ある夏の金曜日の夜、会社に残業していた私は、ふと佐藤と山田を誘って山奥にある廃墟でキャンプをすることを思いついた。
「明日どうせ暇だし、山奥の廃墟でキャンプでもしないか?」
私の提案に二人ともすぐに賛成してくれた。
土曜日の朝早く、私たちは車で山奥へ向かった。
途中、車が故障してしまい、予定より大幅に遅れて廃墟に到着したのは夜だった。
廃墟は古びた木造建築で、二階建て。
窓ガラスは割れ、壁は蔦に覆われていた。
「こんな場所で本当にキャンプするのか?」
山田は不安そうにあたりを見渡していた。
「大丈夫だよ、中は意外と綺麗だし。」
私はそう言って懐中電灯で廃墟の中を照らした。
一階は広々としたホールになっており、壁には剥落したポスターが貼ってあった。
二階にはいくつかの部屋があり、おそらく宿泊部屋だったと思われる。
私たちは二階の部屋の一つに荷物を置いて、外でバーベキューを始めた。
夜空には満月が輝き虫の声が響き渡っていた。
「こんな場所でキャンプするなんて最高だね。」
佐藤はビールを飲みながら満月を見上げていた。
しばらくすると、山田がトイレに行きたいと言い出した。
「ちょっとトイレ行ってきます。
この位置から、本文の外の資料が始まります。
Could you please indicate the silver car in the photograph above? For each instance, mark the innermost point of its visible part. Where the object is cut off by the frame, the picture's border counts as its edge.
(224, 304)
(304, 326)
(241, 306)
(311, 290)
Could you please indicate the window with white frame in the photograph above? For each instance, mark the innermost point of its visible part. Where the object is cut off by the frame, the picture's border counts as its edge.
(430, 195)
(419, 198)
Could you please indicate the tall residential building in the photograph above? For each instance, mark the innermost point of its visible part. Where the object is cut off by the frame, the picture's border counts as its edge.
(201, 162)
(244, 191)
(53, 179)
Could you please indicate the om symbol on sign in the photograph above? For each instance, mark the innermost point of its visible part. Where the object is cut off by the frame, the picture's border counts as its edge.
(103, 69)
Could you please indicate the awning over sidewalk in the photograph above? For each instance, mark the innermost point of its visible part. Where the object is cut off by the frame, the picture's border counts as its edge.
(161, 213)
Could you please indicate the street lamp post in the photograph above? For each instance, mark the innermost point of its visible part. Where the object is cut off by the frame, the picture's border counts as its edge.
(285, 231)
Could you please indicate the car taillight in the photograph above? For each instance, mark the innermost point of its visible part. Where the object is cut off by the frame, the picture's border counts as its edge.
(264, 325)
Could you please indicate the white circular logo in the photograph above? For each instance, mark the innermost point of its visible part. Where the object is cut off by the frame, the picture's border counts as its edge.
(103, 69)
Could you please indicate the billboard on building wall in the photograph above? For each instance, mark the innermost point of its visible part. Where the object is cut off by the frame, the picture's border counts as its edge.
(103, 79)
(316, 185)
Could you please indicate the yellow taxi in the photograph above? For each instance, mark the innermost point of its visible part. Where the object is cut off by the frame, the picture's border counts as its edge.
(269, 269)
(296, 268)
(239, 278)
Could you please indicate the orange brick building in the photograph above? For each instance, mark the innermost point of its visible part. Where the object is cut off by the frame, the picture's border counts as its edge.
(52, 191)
」
山田はそう言って廃墟の中へと消えていった。
数分後、山田が戻ってきた。
「ちょっと変なことがあったんだけど。」
山田は青ざめた顔でそう言った。
「トイレに行こうと思って二階の廊下を歩いていたら、誰かがこっちを見ているような気がしたんだ。
振り返ると誰もいなかったんだけど…。」
山田はなんと言っていいのか分からず、言葉が続かないようだ。
「気のせいかもしれないよ。」
私はそう言って山田を安心させようとした。
しかし、山田の顔は明らかに不安そうだった。
バーベキューが終わって、私たちは廃墟の中で寝ることにした。
私は二階の部屋で一人、寝袋にくるまって眠りについた。
夜中、私は奇妙な音で目を覚ました。
それは誰かが床を歩いているような音だった。
私は耳を澄ませた。
音は私の部屋のすぐ外で聞こえていた。
恐る恐る寝袋から出てドアノブに手をかけ、ドアノブを握りしめたまま深呼吸をした。
そしてゆっくりとドアを開けた。
廊下は薄暗く静まり返っていて何も見えなかった。
ホッと胸を撫で下ろし部屋に戻ろうとしたその時、背後から声が聞こえた。
「誰…?」
声はすぐ後ろから聞こえたように思えた。
私は恐怖で体が震えた。
一目散に部屋に駆け込みドアを閉めた。
そしてベッドに潜り込んで目を閉じた。
しばらくの間恐怖で体が震えていたのだが、やがて眠りについた。
翌朝、私は目を覚ますとすぐに、昨日の出来事が夢だったのではないかと考えた。
私は佐藤と山田に昨日の出来事を話した。
二人は私の話を信じてくれなかった。
「残業続きだったからな…疲れでそういうのを体験しちゃったのかもしれない。」
佐藤はそう言って私の肩を叩いた。
しかし自分が体験したことが夢とは思えなかった。